Trading Education

Why Does Technical Analysis Work

Technical analysis tips

Technical analysis works for those who apply it correctly because of three primary factors: probability, testability, and diversity of opportunities.

First, understanding the effectiveness of technical analysis requires viewing the concept through a lense of probability, rather than a lense of winning and losing. That is, a successful technician doesn’t have to be right all the time, he/she only has to be right frequently enough to generate a profit above his/her respective benchmark. In some cases, this may mean only being correct 51% of the time. Because markets are not completely random (far from it), patterns are guaranteed to emerge and probability can turn those patterns into profits. This is the most basic foundation for all technical analysis. 

Testability

Next, testability is vital to successful technical analysis, and any trading strategy which does not utilize the power of backtesting is extremely likely to fail (hint: most retail traders don’t use backtesting tools). Although backtesting will not be 100% accurate, it lends itself to accomplishing the aforementioned objective of having an adequately high probability of success. 

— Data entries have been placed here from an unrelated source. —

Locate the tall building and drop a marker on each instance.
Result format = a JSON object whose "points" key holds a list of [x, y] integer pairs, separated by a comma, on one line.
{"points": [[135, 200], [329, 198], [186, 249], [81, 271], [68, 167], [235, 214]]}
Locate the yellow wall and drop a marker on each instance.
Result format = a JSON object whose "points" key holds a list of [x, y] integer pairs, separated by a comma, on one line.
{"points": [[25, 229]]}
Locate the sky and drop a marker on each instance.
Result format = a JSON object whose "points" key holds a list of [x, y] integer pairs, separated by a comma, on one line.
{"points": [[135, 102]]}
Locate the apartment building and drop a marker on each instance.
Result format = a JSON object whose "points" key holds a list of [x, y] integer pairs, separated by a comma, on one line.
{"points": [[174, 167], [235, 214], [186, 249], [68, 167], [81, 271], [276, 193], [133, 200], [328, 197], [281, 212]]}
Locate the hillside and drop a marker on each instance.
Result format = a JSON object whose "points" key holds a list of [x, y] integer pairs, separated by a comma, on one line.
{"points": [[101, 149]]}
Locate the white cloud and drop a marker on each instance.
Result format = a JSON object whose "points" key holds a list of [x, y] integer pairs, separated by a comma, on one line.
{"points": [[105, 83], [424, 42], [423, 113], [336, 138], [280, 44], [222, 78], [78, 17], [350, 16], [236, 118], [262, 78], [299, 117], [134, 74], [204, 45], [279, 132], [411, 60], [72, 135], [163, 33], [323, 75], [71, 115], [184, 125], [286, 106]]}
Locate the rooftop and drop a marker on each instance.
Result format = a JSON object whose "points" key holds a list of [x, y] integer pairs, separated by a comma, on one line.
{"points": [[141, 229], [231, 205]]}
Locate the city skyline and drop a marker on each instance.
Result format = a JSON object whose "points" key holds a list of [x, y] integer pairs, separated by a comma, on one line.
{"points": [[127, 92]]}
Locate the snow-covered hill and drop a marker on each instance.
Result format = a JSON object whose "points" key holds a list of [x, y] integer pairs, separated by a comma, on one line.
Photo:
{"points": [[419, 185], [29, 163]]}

Diversity of opportunities

Finally, the diversity of opportunities prevents technical analysis from becoming stale because there are always new securities, markets, and trends for traders to find. Consider all the stocks, bonds, ETF’s, currencies, and derivatives that are currently traded. Now consider all the possible hourly/daily/weekly trading patterns which can exist in those assets, the number is effectively infinite. 

Now, imagine a scenario where your strategies have an 80% success rate when backtested and your backtesting turns out to be 65% accurate. For simplicity, let’s also suppose that “correct” trades double your money and “incorrect” trades lose all of it. Additionally, let’s suppose that 35% of backtesting inaccuracies result in losing your entire investment as well. You can test this with a sample investment of $10,000:

  • 80% success rate means for every $1 invested you will make $1.60
    • Out of 100 cents, 80 cents is “correct” (doubles) and 20 cents is incorrect (goes to 0)
    • ($.80 * 2) + ($.2 * 0) = $1.60
  • Now, if your backtesting produces an 80% success rate 65% of the time and a 0% success rate 35% of the time, you can calculate your return:
    • 65% of $10,000 = $6,500, 
    • 35% of $10,000 = $3,500
      • (6,500 * $1.60) + ($3,500 * 0) = $10,400
  • You’ve now made $400 while being wrong a substantial proportion of the time!
    • Now imagine if you had done this with $100,000!

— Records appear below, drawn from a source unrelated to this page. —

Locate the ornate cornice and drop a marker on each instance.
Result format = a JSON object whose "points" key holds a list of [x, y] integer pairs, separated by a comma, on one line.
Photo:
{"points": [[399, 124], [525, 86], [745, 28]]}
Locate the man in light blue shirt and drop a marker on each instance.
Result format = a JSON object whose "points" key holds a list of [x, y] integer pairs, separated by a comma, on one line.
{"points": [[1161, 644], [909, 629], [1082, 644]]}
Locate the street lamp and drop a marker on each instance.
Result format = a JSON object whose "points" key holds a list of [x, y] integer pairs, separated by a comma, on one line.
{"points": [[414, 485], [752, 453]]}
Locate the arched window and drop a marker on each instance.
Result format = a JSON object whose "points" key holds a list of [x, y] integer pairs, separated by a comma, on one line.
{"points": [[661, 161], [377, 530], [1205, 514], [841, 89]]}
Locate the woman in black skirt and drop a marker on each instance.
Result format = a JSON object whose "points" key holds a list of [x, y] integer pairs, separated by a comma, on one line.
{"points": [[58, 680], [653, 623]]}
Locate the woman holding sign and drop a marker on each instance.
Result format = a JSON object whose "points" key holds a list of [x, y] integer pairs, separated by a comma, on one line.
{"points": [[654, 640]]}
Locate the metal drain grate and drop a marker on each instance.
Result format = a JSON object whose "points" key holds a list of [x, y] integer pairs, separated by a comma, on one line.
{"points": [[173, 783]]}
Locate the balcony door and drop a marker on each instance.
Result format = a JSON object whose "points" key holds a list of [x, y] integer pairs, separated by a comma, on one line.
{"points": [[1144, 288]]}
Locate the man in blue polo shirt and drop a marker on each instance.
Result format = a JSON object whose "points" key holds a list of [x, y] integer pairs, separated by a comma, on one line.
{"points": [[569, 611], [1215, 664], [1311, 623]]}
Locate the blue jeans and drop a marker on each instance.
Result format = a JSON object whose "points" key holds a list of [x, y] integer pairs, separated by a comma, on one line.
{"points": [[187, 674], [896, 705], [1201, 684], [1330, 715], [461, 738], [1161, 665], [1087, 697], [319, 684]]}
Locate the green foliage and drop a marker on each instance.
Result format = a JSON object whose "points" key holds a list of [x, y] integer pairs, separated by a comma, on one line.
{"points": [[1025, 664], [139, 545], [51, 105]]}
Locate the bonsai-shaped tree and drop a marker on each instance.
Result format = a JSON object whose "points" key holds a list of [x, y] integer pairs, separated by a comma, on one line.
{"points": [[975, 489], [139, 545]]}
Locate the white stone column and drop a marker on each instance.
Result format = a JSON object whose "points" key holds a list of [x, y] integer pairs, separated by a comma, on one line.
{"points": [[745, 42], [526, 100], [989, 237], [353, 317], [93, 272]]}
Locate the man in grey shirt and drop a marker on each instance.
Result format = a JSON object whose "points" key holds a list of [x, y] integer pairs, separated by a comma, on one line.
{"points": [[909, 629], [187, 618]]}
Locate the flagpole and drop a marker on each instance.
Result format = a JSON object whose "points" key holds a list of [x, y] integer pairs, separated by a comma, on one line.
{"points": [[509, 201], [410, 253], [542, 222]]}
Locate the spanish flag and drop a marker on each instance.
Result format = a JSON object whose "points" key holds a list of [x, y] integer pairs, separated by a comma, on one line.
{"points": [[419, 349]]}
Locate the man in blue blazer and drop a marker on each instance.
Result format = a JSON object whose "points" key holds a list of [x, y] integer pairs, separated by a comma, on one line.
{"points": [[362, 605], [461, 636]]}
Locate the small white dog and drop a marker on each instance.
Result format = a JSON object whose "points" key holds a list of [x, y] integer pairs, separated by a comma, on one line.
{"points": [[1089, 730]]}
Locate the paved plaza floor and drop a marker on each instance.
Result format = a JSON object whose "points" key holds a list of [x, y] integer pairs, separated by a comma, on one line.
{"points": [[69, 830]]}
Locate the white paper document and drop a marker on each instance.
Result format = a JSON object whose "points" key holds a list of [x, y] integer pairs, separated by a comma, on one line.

**Notably, real “incorrect” trades are unlikely to cause a complete loss of capital and real backtesting failures are also unlikely to do so. 

Apply the knowledge correctly

Once again, technical analysis works only if you can apply this knowledge correctly; many traders lack the emotional stability, discipline, and tools required to do so. Emotional stability involves staying calm amidst the rapid changes occurring in front of you and not losing your cool when you take a loss (remember it’s about probability not guarantees). Discipline requires you to research and analyze your strategy carefully, not jumping in until your plan is set. Being disciplined also requires you to recognize when a strategy isn’t working instead of throwing good money after bad. Finally, the right tools (software) is necessary to consistently execute any set of trading strategies. This doesn’t mean multi-million dollar trading floors (unless you are managing billions of dollars), however, it does mean having software that allows backtesting, responds quickly, and is visually understandable. 

These are the external and internal components that make technical analysis work.